Alcohol education not taxation

By Roger Protz

- Last updated on GMT

Related tags Alcohol health alliance Drinking culture Beer

You couldn't make it up: a member of the committee set up in 1987 by the Royal College of Surgeons to recommend safe drinking limits said the figures...

You couldn't make it up: a member of the committee set up in 1987 by the Royal College of Surgeons to recommend safe drinking limits said the figures they put forward had "no scientifi c basis".

Dr Richard Smith added that the famous limits of 21 units a week for men and 14 for women "were plucked out of the air". And these people are surgeons!

Would you trust them to operate on you? "Sorry, Mr Plumley, I know you came in to have a wart on your nose removed but I'm afraid we took off your right foot.

But don't worry - we do a nice line in surgical boots." For 20 years now we have all existed under the shadow of the dreaded units. Think of the angst when we tot up how much we have consumed in a week and realise we are way over the limits imposed by the surgeons. And now the doctors are at it again. A new Alcohol Health Alliance, headed by the Royal College of Physicians, has been set up to lobby MPs with a demand to drastically increase the tax on drink. The aim is to stop us consuming too much and curb binge drinking in particular.

The other members of the alliance include the British Liver Trust, the Health Research Unit and... wait for it... Alcohol Concern. The last named body is the bunch of crackpots who, earlier this year, said people should tell the police if they see parents giving children alcohol in the privacy of their homes.

The derision heaped on the collective head of Alcohol Concern would, you might think, encourage them to keep quiet for a millennia or two. But no brain, no pain, I suppose. The alliance, with all the arrogance one comes to expect of surgeons and physicians, has ignored the important initiatives announced this year by the likes of the BII (British Institute of Innkeepers) and brewers Shepherd Neame to take part in a school education programme. The aim is the sensible one of telling young people about the pleasures and the pitfalls of alcohol.

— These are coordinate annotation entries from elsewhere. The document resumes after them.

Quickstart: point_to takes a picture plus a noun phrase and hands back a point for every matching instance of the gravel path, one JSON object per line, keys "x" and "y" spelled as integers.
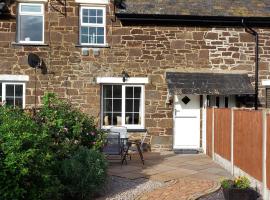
{"x": 125, "y": 189}
{"x": 218, "y": 195}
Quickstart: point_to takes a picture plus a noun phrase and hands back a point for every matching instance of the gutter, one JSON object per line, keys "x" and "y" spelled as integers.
{"x": 191, "y": 20}
{"x": 256, "y": 35}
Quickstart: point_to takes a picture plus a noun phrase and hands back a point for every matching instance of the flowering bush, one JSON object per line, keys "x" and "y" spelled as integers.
{"x": 33, "y": 150}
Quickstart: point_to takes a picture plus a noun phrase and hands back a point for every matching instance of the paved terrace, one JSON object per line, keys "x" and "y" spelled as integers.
{"x": 190, "y": 176}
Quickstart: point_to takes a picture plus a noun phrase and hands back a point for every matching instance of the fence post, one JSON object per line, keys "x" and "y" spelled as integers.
{"x": 264, "y": 146}
{"x": 232, "y": 140}
{"x": 213, "y": 133}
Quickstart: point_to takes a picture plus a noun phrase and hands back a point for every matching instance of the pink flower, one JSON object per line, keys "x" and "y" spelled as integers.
{"x": 93, "y": 133}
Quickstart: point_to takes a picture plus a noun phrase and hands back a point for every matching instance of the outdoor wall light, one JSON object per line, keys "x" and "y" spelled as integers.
{"x": 125, "y": 75}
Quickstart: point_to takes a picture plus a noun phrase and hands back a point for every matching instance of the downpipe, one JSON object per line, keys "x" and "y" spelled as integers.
{"x": 256, "y": 35}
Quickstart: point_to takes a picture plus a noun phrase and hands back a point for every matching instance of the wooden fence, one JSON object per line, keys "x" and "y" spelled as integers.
{"x": 240, "y": 141}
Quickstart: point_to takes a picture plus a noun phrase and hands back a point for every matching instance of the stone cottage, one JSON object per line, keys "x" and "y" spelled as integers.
{"x": 147, "y": 65}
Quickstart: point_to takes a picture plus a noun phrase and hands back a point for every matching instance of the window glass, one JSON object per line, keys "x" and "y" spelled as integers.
{"x": 31, "y": 28}
{"x": 114, "y": 102}
{"x": 0, "y": 92}
{"x": 30, "y": 23}
{"x": 133, "y": 104}
{"x": 92, "y": 29}
{"x": 31, "y": 8}
{"x": 112, "y": 105}
{"x": 14, "y": 95}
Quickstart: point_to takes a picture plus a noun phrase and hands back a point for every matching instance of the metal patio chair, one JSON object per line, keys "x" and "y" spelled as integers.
{"x": 114, "y": 146}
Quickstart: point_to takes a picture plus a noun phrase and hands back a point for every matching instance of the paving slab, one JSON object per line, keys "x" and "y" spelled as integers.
{"x": 192, "y": 175}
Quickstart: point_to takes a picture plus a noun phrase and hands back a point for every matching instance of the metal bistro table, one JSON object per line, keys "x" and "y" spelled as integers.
{"x": 128, "y": 143}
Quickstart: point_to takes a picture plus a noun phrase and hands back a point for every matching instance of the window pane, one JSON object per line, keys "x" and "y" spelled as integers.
{"x": 99, "y": 20}
{"x": 136, "y": 105}
{"x": 129, "y": 92}
{"x": 84, "y": 30}
{"x": 18, "y": 102}
{"x": 93, "y": 12}
{"x": 107, "y": 119}
{"x": 100, "y": 31}
{"x": 100, "y": 40}
{"x": 137, "y": 92}
{"x": 129, "y": 105}
{"x": 117, "y": 119}
{"x": 31, "y": 8}
{"x": 107, "y": 105}
{"x": 84, "y": 39}
{"x": 117, "y": 91}
{"x": 107, "y": 91}
{"x": 31, "y": 28}
{"x": 117, "y": 105}
{"x": 18, "y": 90}
{"x": 10, "y": 90}
{"x": 85, "y": 12}
{"x": 99, "y": 12}
{"x": 136, "y": 118}
{"x": 10, "y": 101}
{"x": 0, "y": 92}
{"x": 129, "y": 118}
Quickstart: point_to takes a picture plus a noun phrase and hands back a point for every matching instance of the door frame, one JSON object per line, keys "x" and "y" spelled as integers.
{"x": 200, "y": 118}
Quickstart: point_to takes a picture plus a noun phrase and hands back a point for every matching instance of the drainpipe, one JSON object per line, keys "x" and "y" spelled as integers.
{"x": 254, "y": 33}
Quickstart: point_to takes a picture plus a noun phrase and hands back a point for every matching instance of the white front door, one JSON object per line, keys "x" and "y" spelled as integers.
{"x": 186, "y": 122}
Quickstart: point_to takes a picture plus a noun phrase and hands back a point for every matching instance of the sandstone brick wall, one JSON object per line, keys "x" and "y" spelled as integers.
{"x": 140, "y": 50}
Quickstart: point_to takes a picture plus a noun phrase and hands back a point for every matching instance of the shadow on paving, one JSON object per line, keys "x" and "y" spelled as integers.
{"x": 162, "y": 167}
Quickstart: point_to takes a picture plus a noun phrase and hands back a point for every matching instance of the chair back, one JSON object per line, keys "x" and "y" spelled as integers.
{"x": 122, "y": 130}
{"x": 113, "y": 144}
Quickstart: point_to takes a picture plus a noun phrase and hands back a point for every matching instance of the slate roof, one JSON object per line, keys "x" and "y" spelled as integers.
{"x": 232, "y": 8}
{"x": 208, "y": 83}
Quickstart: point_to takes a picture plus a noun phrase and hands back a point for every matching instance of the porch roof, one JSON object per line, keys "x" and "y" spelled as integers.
{"x": 208, "y": 83}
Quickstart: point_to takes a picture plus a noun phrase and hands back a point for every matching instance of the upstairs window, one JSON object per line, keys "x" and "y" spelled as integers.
{"x": 92, "y": 25}
{"x": 12, "y": 94}
{"x": 30, "y": 24}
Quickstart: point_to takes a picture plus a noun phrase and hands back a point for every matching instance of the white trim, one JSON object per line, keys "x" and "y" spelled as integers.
{"x": 31, "y": 1}
{"x": 14, "y": 78}
{"x": 38, "y": 14}
{"x": 119, "y": 80}
{"x": 92, "y": 1}
{"x": 94, "y": 25}
{"x": 266, "y": 82}
{"x": 13, "y": 83}
{"x": 123, "y": 114}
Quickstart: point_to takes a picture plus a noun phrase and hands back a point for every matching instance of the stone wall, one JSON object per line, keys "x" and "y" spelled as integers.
{"x": 140, "y": 50}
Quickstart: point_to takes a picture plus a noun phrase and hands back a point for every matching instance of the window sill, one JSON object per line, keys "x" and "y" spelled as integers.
{"x": 92, "y": 46}
{"x": 129, "y": 130}
{"x": 29, "y": 44}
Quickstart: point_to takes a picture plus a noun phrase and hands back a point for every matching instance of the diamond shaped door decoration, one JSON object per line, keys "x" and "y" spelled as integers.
{"x": 186, "y": 100}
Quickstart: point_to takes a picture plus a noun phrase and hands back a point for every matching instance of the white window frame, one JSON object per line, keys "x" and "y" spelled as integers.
{"x": 12, "y": 83}
{"x": 142, "y": 111}
{"x": 103, "y": 8}
{"x": 20, "y": 13}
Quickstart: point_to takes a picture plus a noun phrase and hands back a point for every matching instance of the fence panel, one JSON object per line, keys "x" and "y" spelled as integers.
{"x": 222, "y": 132}
{"x": 209, "y": 112}
{"x": 248, "y": 142}
{"x": 268, "y": 152}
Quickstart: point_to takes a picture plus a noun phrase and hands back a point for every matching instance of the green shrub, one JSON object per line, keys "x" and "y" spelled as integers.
{"x": 226, "y": 183}
{"x": 68, "y": 126}
{"x": 25, "y": 161}
{"x": 83, "y": 174}
{"x": 32, "y": 149}
{"x": 242, "y": 182}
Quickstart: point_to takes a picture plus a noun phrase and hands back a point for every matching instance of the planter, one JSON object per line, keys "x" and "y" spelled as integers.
{"x": 243, "y": 194}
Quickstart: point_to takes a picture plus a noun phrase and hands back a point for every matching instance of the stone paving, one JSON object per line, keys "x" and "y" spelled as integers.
{"x": 191, "y": 176}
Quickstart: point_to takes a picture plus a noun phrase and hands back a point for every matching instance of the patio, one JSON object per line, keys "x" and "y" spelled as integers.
{"x": 185, "y": 176}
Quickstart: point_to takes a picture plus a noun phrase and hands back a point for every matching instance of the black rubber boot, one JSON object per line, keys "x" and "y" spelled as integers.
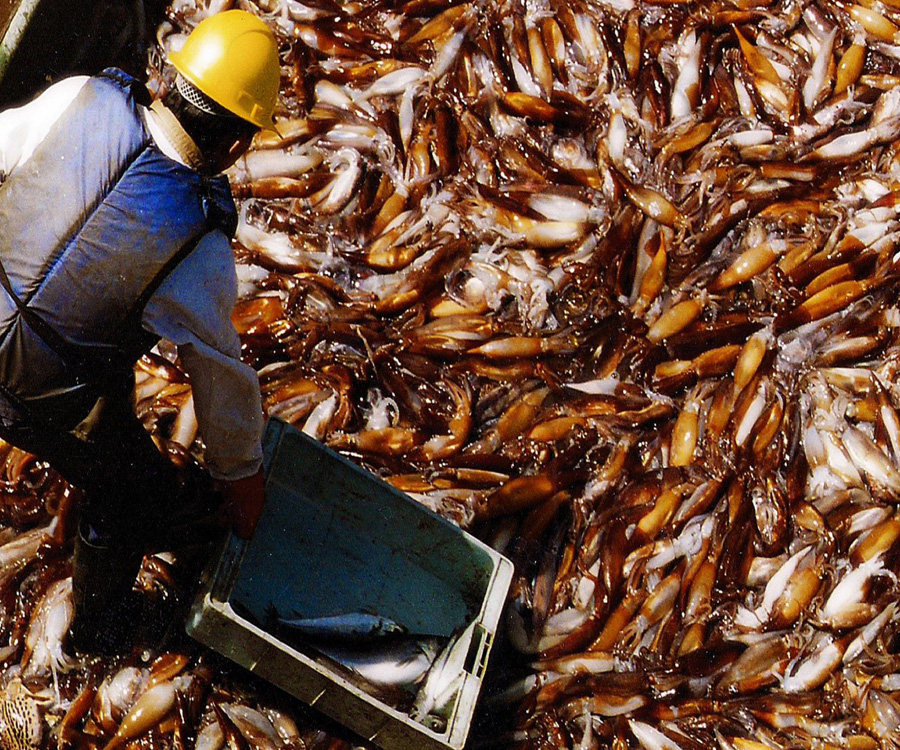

That is what is missing from the attitude of the new Alcohol Health Alliance. They view drink purely as a problem. They are either unaware of or ignore the evidence that alcohol consumed in moderation is not only pleasant but also mildly benefi cial. The British are well down the world league tables for alcohol consumption and drinkrelated problems. The people now calling for a hike in duty to make drink less affordable ignore the facts and allow themselves to be bullied by sections of the media obsessed with binge drinking.

Binge drinking is a problem. But it involves only a tiny minority. We once again face the problem of sweeping reform aimed at the activities of a minority but which will impact on all of us who handle alcohol sensibly and moderately.

Education, not taxation, is the answer. All the evidence, ignored by the busybodies, shows that taxation is not a cure. In Sweden, where drink is taxed to the hilt, people save up for a month then go on blinders in Stockholm and other major towns and cities. In other words, higher duties on alcohol cause binge drinking of a liver-destroying kind. Evidence from all over the world shows that the more you restrict the supply of alcohol the greater are the problems created. The most extreme example is Prohibition introduced in the United States in the 1930s. It didn't stop drinking. Bootlegging became a major industry and the manufacture and supply of alcohol passed into the hands of gangsters. It also, in passing, wiped out most of the smaller independent brewers and distillers in the US, creating giant monopolies.

If mainstream drink becomes more expensive, people on low incomes will switch to cheaper and more dangerous forms of alcohol. And pubs, which exercise moderation, will lose out to supermarkets that will continue to sell beer at around 30p a pint. There is a growing drink problem in Britain. It is the supermarkets selling beer below the costs of production. The new Health Alliance and the Government should be tackling the power of the multiples instead of threatening the pleasure of the sensible majority.